[Young woman standing in front of a world map.]
Princess Physics: Have you ever wondered how rainbows form?
[Cut to Princess Physics, writing on a white board.]
[Upbeat music.]
[Cut back to Princess Physics in front of a world map.]
Princess Physics: Hi everyone! It's Princess Physics and today we're gonna learn about how rainbows are formed. They are everywhere you can see them when the Sun breaks through the clouds on a rainy day, you can see them in a collection of water droplets from a sprinkler in the summer and sometimes when you're lucky you can even see a double rainbow. All rainbows have one thing in common... You have to be at the right place at the right time to
see them.
So, how do you rainbows form?
Why do we see all of the colors in the spectrum and why are the colors always in the same order? This amazing occurrence is a result of some simple properties of light waves such as
reflection, refraction and dispersion.
You've probably heard of reflection before. It's when a beam of light encounters a surface between two different mediums and instead of passing through the medium it reflects off of
the surface and comes back towards the way it was originally traveling.
[Cut to Princess Physics drawing a diagram of reflection on a white board.]
[Music]
[Cut back to Princess Physics in front of a world map.]
Princess Physics: You see a reflection all the time in mirrors and windows and sometimes even water.
The next property we'll talk about is refraction. Refraction happens when the path that a beam of light follows is bent when it passes between two mediums.
[Cut to Princess Physics drawing a diagram of refraction on a white board.]
[Music]
[Cut back to Princess Physics in front of a world map.]
Princess Physics: Now the last one, dispersion, is a little bit more complicated. Sunlight is sometimes referred to as white light because it's actually composed of all of the colours in a rainbow.
[Cut to Princess Physics drawing a diagram of dispersion on a white board.]
Princess Physics: Each colour has a specific wavelength and each wavelength will refract at a different angle.
[Cut to animated diagram of white beam of light travelling toward a triangle shape, wavelengths separating into different colours as they exit the triangle.]
Princess Physics: This is called dispersion because the white light is dispersed into a spectrum of colours.
[Cut back to Princess Physics in front of a world map.]
Princess Physics: The spectrum of colours is sometimes referred to as ROYGBIV which is an acronym meaning red, orange, yellow, green, blue, indigo and violet. So, because red has the highest wavelength it will be refracted the least amount. That's why red is always on the top of a rainbow. Violet on the other hand, has the lowest wavelength so what will be refracted the most.
That order of colours is very well established and it's defined by their wavelengths so that's why they're always in the same order even when they're dispersed and reflected.
[Cut to Princess Physics drawing a diagram of a water drop, being hit by sunlight on a white board.]
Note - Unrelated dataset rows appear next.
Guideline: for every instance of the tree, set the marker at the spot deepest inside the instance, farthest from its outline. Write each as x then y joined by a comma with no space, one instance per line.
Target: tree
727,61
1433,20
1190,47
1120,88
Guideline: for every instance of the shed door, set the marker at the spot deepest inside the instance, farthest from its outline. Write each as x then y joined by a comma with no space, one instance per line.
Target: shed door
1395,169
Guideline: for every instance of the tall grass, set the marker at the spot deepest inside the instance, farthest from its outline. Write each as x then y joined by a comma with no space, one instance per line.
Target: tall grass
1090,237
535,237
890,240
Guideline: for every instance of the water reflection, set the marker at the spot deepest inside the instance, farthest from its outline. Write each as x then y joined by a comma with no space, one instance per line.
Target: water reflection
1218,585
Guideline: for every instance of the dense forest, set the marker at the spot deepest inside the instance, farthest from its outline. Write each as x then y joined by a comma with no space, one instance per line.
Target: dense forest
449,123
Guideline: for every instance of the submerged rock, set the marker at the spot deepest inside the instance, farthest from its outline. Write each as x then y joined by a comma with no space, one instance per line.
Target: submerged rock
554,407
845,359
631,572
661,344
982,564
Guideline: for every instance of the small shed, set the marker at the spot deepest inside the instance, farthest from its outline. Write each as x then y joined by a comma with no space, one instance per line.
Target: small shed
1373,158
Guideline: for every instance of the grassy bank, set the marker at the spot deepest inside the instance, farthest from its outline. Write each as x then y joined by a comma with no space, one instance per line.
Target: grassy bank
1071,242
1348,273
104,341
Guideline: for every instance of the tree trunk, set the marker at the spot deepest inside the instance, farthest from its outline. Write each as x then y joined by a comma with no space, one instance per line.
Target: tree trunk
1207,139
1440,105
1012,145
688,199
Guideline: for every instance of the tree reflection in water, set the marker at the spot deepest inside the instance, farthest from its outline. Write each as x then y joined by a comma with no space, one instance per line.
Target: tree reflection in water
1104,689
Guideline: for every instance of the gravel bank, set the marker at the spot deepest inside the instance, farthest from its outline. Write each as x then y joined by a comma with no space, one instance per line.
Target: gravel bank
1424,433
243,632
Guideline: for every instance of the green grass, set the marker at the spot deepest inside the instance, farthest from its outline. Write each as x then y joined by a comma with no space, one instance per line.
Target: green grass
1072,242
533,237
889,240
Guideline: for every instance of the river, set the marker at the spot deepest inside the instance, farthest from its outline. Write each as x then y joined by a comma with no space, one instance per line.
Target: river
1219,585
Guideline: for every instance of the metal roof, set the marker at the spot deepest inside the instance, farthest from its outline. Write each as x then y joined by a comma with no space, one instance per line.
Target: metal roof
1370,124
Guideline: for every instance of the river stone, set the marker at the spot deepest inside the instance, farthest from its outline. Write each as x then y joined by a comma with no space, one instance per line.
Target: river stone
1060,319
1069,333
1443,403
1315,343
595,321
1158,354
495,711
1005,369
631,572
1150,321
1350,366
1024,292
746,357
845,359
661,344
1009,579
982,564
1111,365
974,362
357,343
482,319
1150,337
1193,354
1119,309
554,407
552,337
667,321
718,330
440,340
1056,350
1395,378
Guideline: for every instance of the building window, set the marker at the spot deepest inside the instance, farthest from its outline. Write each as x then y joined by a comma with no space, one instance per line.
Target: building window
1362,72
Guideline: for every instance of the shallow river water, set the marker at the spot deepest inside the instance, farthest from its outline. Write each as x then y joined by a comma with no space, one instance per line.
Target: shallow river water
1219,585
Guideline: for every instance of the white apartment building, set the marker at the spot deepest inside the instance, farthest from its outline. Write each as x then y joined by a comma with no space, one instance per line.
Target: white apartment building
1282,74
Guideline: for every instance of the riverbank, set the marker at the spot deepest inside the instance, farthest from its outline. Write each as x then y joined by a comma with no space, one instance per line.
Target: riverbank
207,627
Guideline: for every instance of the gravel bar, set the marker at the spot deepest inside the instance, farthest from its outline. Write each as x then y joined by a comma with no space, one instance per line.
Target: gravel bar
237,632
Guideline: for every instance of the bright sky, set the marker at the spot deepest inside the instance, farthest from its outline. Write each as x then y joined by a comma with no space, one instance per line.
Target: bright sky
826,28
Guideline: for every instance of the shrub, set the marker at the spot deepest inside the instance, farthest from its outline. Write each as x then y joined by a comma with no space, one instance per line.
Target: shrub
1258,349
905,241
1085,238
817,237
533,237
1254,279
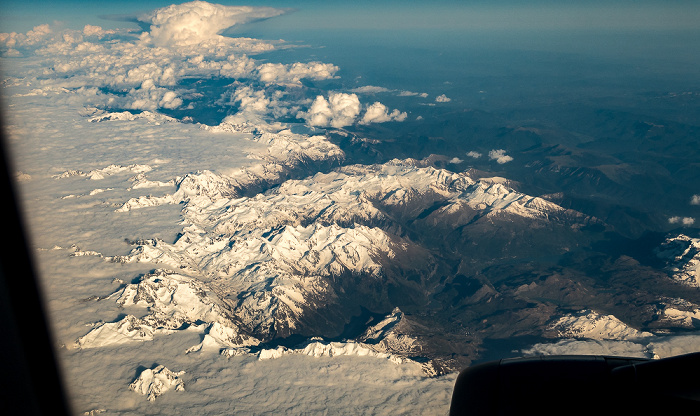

Princess Physics: So how do you rainbows form?
White light from the Sun approaches a raindrop. When the light passes from air into water the light will be refracted and dispersed into all of the colours on the spectrum and then when the dispersed colours reach the back of the raindrop they will all reflect and come back towards the Sun. This is why, when you see a rainbow usually the Sun is behind you.
[Cut back to Princess Physics in front of a world map.]
Princess Physics: And this is how we get rainbows! Thanks for watching everyone and remember... never stop learning!
[Cut to animated triangle diagram.]
[Music]
For today's Ask Me Anything: Science Edition, our very own Princess Physics tackles the question of Where Do Rainbows Come From?